Promediaba el año 88 cuando hicimos la última broma telefónica de nuestra vida. Chiri tenía el cronómetro en la mano y me miraba cancherito, porque él había conseguido una conversación de diecisiete minutos doce con una señora. Yo tenía que superar ese récord. Así que marqué el número al azar y cuando la voz de una vieja dijo «Hola», empezó a correr el segundero.
Yo había desarrollado una técnica, una especie de marca de la casa, que solamente usaba en momentos difíciles. Era un sistema muy arriesgado, porque te podían cortar, que consistía en poner una voz masculina estándar, atónica y provocar que la víctima tuviera que adivinar mi identidad.
—¿Quién habla? —preguntó la vieja.
Y yo dije lo que decía siempre. Dije:
—Lo que faltaba, ¿ni siquiera te acordás de mi voz?
Eso genera del otro lado sensación de familiaridad.
—No sé… ¿Con quién quiere hablar?
Y yo dije:
—¡Con vos, boludona!
Muy poca gente del entorno de una vieja le dice «boludona ».
Y ella dijo:
—¿Daniel! —Lo dijo en un tono intermedio entre la interrogación y la exclamación.

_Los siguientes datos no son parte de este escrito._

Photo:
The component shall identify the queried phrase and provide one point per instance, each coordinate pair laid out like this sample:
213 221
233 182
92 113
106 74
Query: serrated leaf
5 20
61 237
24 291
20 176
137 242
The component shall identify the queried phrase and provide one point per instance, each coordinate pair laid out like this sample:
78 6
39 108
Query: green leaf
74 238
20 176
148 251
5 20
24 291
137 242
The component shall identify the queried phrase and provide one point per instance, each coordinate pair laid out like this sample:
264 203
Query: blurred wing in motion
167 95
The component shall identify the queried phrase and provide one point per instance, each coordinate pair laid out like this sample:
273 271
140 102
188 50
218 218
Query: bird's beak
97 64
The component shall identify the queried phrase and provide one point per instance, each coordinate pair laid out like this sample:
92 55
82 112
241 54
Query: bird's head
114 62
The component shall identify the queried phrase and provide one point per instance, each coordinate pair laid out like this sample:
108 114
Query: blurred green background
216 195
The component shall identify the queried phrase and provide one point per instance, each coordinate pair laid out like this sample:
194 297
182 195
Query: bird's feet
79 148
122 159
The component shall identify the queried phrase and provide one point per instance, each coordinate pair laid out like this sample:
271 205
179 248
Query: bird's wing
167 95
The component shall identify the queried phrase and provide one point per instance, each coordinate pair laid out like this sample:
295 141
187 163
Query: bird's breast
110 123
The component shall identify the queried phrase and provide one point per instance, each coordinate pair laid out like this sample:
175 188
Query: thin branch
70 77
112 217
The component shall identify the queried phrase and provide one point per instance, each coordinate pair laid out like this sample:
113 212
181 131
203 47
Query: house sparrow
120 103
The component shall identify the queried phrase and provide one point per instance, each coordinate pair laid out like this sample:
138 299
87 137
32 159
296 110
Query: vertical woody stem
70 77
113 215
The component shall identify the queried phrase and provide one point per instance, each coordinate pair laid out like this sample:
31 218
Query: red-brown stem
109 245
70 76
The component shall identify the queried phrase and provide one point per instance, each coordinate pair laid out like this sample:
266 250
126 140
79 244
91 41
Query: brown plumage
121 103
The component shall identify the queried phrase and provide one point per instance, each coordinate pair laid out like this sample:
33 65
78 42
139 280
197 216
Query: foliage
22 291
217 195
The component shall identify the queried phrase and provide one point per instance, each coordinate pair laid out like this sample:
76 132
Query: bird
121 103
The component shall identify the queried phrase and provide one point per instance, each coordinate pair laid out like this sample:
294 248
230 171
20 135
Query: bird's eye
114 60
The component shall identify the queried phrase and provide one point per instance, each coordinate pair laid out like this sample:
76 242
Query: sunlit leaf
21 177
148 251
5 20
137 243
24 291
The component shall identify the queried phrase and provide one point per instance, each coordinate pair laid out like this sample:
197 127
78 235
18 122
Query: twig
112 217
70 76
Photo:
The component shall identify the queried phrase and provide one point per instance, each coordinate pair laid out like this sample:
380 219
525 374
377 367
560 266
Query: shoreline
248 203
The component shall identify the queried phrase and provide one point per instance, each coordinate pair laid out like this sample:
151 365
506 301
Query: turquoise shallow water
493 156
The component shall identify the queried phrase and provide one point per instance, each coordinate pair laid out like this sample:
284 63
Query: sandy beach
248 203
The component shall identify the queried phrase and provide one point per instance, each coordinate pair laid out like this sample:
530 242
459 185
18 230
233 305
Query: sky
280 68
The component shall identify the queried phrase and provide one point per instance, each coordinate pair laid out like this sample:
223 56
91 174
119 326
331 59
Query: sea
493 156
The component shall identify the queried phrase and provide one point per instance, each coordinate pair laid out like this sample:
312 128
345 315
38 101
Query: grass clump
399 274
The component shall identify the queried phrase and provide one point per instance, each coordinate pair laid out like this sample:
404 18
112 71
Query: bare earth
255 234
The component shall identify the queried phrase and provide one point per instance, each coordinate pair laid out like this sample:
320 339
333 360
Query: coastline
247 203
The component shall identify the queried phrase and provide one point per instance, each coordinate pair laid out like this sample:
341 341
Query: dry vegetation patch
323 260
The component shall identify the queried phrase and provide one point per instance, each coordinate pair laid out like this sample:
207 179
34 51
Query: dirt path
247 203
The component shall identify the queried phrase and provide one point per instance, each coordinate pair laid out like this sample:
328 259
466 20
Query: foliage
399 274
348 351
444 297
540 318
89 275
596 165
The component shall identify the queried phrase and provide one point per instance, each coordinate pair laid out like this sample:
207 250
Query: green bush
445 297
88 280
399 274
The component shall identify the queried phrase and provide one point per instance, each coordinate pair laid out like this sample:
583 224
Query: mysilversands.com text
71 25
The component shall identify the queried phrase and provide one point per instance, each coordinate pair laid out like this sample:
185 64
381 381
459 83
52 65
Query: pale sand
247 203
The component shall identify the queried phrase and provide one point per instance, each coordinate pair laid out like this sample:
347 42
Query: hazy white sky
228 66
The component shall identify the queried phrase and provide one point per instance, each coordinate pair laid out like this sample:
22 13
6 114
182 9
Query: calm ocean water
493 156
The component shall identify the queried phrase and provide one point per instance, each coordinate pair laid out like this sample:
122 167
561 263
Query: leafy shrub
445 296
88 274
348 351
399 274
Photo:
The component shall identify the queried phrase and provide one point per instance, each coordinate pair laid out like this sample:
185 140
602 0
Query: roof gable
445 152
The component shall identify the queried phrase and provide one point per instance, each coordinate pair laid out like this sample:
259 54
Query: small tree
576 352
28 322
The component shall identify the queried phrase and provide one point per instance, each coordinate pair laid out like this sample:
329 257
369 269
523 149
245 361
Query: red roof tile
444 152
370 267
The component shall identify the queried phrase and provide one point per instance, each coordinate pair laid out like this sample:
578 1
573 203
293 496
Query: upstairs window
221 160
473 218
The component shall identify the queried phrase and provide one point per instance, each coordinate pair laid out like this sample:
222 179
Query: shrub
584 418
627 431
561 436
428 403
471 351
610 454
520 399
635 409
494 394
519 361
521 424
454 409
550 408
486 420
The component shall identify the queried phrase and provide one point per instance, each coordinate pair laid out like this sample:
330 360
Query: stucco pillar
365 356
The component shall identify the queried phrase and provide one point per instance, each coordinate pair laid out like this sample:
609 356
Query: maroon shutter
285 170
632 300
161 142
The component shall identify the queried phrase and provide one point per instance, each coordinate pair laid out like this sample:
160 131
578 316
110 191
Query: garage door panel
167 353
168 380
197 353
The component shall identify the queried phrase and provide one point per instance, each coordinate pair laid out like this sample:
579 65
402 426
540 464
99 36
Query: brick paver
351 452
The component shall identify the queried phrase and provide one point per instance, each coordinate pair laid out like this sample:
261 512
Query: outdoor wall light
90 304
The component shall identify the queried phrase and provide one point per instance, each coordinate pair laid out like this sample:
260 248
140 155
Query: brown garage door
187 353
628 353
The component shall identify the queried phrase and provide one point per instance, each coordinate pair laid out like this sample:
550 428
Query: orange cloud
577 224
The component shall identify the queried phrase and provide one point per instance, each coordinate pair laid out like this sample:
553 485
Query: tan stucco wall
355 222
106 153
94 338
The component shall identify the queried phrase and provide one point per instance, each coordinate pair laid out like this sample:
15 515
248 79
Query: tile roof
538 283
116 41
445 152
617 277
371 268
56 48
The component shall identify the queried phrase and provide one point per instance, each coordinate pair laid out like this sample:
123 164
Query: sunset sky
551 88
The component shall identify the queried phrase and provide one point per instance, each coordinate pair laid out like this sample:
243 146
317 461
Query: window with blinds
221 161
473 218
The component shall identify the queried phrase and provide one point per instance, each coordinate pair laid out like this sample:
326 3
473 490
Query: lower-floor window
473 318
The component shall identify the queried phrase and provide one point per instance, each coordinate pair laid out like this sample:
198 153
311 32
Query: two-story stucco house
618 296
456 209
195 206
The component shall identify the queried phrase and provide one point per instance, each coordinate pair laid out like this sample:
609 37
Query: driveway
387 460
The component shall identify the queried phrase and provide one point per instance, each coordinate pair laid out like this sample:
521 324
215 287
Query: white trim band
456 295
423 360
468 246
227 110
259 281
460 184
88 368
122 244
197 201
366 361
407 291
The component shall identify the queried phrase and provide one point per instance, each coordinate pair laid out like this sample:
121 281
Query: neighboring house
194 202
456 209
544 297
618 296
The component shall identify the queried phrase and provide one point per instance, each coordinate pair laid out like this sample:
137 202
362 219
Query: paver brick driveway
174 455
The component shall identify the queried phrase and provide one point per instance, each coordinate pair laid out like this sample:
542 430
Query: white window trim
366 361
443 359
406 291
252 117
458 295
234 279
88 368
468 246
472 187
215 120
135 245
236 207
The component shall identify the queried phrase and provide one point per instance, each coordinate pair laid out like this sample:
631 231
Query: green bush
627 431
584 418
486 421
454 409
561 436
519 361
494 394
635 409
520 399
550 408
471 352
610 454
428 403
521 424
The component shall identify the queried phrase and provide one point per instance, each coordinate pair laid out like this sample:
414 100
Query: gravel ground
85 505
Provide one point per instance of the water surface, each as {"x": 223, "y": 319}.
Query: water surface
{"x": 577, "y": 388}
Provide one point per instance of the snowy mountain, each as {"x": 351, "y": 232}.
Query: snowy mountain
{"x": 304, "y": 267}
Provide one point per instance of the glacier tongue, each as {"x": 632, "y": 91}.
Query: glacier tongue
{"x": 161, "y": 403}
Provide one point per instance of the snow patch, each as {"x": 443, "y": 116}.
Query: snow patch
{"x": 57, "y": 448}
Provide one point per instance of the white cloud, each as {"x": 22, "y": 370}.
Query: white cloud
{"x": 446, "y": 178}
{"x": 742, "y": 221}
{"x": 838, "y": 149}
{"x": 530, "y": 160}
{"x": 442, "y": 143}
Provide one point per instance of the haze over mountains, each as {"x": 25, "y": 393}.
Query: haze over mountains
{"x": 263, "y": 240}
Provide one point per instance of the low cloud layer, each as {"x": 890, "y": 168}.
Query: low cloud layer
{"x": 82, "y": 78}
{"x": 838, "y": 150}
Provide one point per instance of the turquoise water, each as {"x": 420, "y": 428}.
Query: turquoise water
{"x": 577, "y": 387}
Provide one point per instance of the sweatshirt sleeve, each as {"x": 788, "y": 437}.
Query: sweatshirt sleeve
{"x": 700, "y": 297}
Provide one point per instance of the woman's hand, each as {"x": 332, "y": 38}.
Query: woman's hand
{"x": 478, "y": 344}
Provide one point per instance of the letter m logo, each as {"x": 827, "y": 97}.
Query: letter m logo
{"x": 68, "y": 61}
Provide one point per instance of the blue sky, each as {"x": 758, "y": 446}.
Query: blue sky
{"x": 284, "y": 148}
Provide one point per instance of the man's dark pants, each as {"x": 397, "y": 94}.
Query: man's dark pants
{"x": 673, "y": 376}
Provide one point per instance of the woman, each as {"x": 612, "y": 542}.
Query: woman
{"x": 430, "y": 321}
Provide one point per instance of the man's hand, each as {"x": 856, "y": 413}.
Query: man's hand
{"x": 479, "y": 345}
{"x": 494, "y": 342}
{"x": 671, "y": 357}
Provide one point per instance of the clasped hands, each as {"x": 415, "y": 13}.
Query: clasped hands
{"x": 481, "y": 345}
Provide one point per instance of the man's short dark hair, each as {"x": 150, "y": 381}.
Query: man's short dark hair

El tono se llama «deseo».
La entonación del nombre me dio un millón de pistas.
Daniel no era un sobrino, ni un ahijado, necesariamente era un hijo, posiblemente un hijo único.
Y entonces me arriesgué y le dije:
—¡Claro, mamá! ¿Quién va a ser?
Y ella dijo:
—¡Dani, Danielito!
Y el tiempo empezó a correr de mi parte. En cinco minutos supe que Daniel y su mamá hacía mucho que no se veían, porque ella dijo:
—Papá hubiera querido que estuvieras en su entierro, nene.
—No es fácil, mamá. Hay heridas abiertas, la vida no es tan simple.
Supe que Daniel tenía una esposa, la Negra, y dos hijos. El más chico, Carlitos, todavía no conocía a su abuela. También supe que Daniel era de Comodoro Rivadavia y que trabajaba en una fábrica de televisores. A los doce minutos de charla, ya cuando estaba todo, todo encaminado para superar el récord del Chiri, la vieja empezó a sospechar.
Claro, estoy contando algo que pasó en el 88, las comunicaciones entre la Patagonia y Buenos Aires necesariamente tenían que tener fritura, y la vieja escuchaba una conversación muy nítida. En un momento preguntó:
—¿Pero cómo es que te escucho tan cerquita, nene? Y entonces yo no tuve opción.
—Mamá —le dije, sorprendido de mi propia crueldad—. Mamá, estoy acá, en la terminal de ómnibus.
Del otro lado escuché un silencio, y después un llanto contenido. Me di vuelta buscando los ojos de Chiri, que me miraba pálido. No se reía. Sentí, por primera vez en la vida, la pulsión de la maldad. La sentí en la cabeza, en la panza y en el pito, al mismo tiempo, como una santísima trinidad diabólica. Con un gesto, le pregunté a Chiri qué tiempo llevaba. Dieciséis minutos.
—No llores, viejita —le dije.
Y ella dijo:
—¿Habías venido ya otras veces a Mercedes, nene? A veces sueño que venís al pueblo de noche, y que no pasás por casa…
—No, mamá —le dije—. No, no, es la primera vez que vengo, te lo juro. Lo que pasa es que no quería aparecer así, de golpe. Por eso te llamé.
—¡Hijo! —me interrumpió ella—. ¡Apuráte, vení, vení!
Casi diecisiete minutos, hacía falta algo más. Cuando supe lo que iba a decir, mi puño izquierdo se cerró. Ahora creo que no era yo el que hablaba, creo que la maldad ya me había invadido.
—Escucháme, mamá —le dije—, mamá, escucháme… ¿Me hacés canelones? Estoy muerto de hambre.
—Claro, Dani.
—Sabés lo que extraño tus canelones.
—Apuráte, yo ahora te hago.
—Un beso, mamá.
—¡Ay! Chau, nene. Estoy toda temblando, apuráte.
Y la mujer cortó.
Lo miré a Chiri, que tenía la vista en el suelo. No me miraba, no era capaz de mirarme a los ojos. Ni siquiera se acordó de parar el cronómetro, o sea que tampoco supimos quién ganó. Estuvimos un rato largo en los sillones del comedor sin decirnos nada. Media hora después, entendimos que en alguna parte de Mercedes había una casa, que en esa casa había una mesa, y que en esa mesa ya empezaba a humear un plato caliente.
Nuestra adolescencia tardía, supimos con Chiri, iba a durar hasta que se enfriaran los canelones de Daniel.